Cour d'appel du Québec

Troll Gestionnaire inc. c. Landry

Bich, Healy, Moore

 

Appels d’un jugement de la Cour supérieure ayant accueilli en partie une demande en réclamation de dommages-intérêts. Rejetés.

En 2012, l’appelante, dont l’unique actionnaire était pharmacien, a acheté un immeuble avec l’intention d’y ouvrir, dès janvier 2014, une pharmacie après avoir résilié unilatéralement les baux commerciaux des locataires qui occupaient les lieux. L'une des locataires a refusé de quitter son local et la Cour supérieure, en 2013, lui a donné raison, compte tenu de la clause subrogatoire rédigée par le notaire intimé dans l’acte de vente de l’immeuble. L’appelante a donc ouvert une pharmacie dans un local plus petit. En novembre 2016, la locataire a résilié son bail et l’appelante, dont la moitié des actions avaient été cédées en juin 2016 à un autre pharmacien, a ouvert en avril 2017 une nouvelle pharmacie dans le local ainsi libéré. En août 2018, l’appelante a vendu l’ensemble de ses actions et l’immeuble à ce pharmacien. En mai 2022, la Cour supérieure, se prononçant sur le recours intenté par l’appelante contre le notaire intimé, qui a reconnu sa faute relativement à la clause subrogatoire, a accordé une indemnité de 309 732 $, dont 134 160 $ pour la perte de profits découlant de l’installation tardive de la pharmacie dans le local qui lui était initialement destiné.

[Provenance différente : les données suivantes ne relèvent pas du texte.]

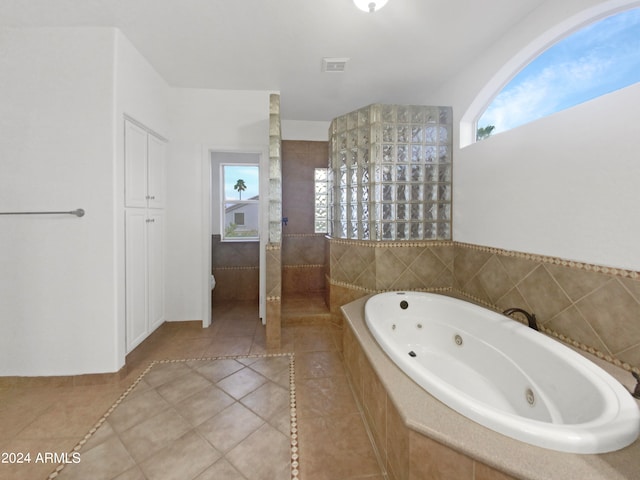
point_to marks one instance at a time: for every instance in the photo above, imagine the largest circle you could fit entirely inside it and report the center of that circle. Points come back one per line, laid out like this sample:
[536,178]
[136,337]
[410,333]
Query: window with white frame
[241,202]
[597,59]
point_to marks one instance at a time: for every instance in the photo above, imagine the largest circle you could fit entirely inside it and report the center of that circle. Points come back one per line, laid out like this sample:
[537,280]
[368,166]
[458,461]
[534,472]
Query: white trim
[527,54]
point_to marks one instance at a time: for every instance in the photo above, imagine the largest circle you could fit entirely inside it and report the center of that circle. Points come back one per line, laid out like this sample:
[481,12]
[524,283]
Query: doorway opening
[237,233]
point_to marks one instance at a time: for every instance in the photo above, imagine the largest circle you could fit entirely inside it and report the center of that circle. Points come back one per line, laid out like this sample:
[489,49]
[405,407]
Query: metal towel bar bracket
[79,212]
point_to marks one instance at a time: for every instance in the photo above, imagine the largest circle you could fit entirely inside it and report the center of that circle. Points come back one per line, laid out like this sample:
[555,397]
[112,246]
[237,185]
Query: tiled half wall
[591,307]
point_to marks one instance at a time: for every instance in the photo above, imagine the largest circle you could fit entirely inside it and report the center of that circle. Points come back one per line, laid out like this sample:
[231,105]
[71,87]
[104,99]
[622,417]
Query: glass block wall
[390,173]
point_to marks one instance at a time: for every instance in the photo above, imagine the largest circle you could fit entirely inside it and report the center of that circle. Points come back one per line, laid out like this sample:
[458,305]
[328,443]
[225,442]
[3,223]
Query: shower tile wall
[594,308]
[303,269]
[236,267]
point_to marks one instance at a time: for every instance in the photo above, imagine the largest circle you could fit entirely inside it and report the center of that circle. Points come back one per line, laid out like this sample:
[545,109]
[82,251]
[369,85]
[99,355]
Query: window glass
[597,59]
[241,202]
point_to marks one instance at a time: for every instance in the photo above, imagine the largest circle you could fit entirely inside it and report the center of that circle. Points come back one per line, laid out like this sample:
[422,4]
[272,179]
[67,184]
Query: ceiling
[397,55]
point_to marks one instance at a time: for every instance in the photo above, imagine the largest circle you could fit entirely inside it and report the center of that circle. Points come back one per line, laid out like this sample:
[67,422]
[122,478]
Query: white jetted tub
[503,374]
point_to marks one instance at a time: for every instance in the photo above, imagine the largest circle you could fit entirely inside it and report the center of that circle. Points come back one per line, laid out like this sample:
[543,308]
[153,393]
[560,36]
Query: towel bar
[78,213]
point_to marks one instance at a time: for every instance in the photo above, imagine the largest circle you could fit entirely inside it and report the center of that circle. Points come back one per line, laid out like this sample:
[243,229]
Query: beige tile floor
[333,442]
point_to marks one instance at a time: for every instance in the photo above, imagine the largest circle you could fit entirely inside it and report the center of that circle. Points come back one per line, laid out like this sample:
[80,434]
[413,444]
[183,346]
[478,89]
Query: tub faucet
[531,318]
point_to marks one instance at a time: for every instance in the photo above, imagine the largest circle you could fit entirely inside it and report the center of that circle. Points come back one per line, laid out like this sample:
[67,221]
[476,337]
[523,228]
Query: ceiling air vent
[334,65]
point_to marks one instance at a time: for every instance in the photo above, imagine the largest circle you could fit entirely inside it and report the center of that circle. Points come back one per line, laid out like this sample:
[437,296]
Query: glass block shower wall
[390,173]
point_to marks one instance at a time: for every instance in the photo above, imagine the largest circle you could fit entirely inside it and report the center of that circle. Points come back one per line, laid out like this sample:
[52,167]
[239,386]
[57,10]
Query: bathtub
[503,374]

Les appels ne visent que la question de la perte de profits futurs, l’appelante reprochant au juge d’avoir tenu compte de la vente de ses actions, soit des faits postérieurs à la cristallisation du préjudice. Pour sa part, l’intimé soutient que le juge a erré en refusant de déduire les frais de financement que l'appelante aurait supportés si elle avait ouvert sa pharmacie dans le local initialement prévu, et ce, dès le 1er janvier 2014.

La jurisprudence relative à la perte de profits futurs tend à tenir compte des événements postérieurs à la date du préjudice qui, parfois, transforment en certitudes les projections sur lesquelles se fonde la réclamation de dommages-intérêts, mais qui, d'autres fois, les démontent, permettant dans l’un et l’autre cas une évaluation plus juste du préjudice véritablement subi.

En l'espèce, l’évaluation de la perte des profits futurs de l’appelante s'est faite sur la base d’extrapolations. La preuve administrée lors du procès, qui a eu lieu en 2021, permettait d’évaluer plus justement la perte de profits qu'elle avait véritablement subie. C’est cette réalité qui doit l’emporter.

L’article 1611 du Code civil du Québec (L.Q. 1991, c. 64) permet de réclamer une indemnité destinée à compenser le préjudice futur, s’il est certain, mais cela ne signifie que ce préjudice doit ou peut être évalué immédiatement. Lorsqu’il s’agit d’un préjudice relevant de la perte de profits futurs, la somme réclamée au moment où l’action est intentée n’est qu’une approximation, qui sera modifiée à la faveur des faits qui se produiront par la suite.

En vendant ses actions à un tiers pour des raisons étrangères à la faute de l’intimé, l’appelante s’est privée de profits futurs, pour lesquels elle ne peut réclamer une compensation. Le juge n’a donc pas commis d’erreur en réduisant de moitié la perte de profits de juin 2016 à août 2018 et en refusant toute indemnité à l’appelante pour la période postérieure à août 2018. D'autre part, il n'a pas commis une erreur manifeste et déterminante en concluant que l’appelante, à l’époque pertinente, aurait pu supporter elle-même les coûts d’aménagement et d’installation de la pharmacie dans le local qui lui était initialement destiné.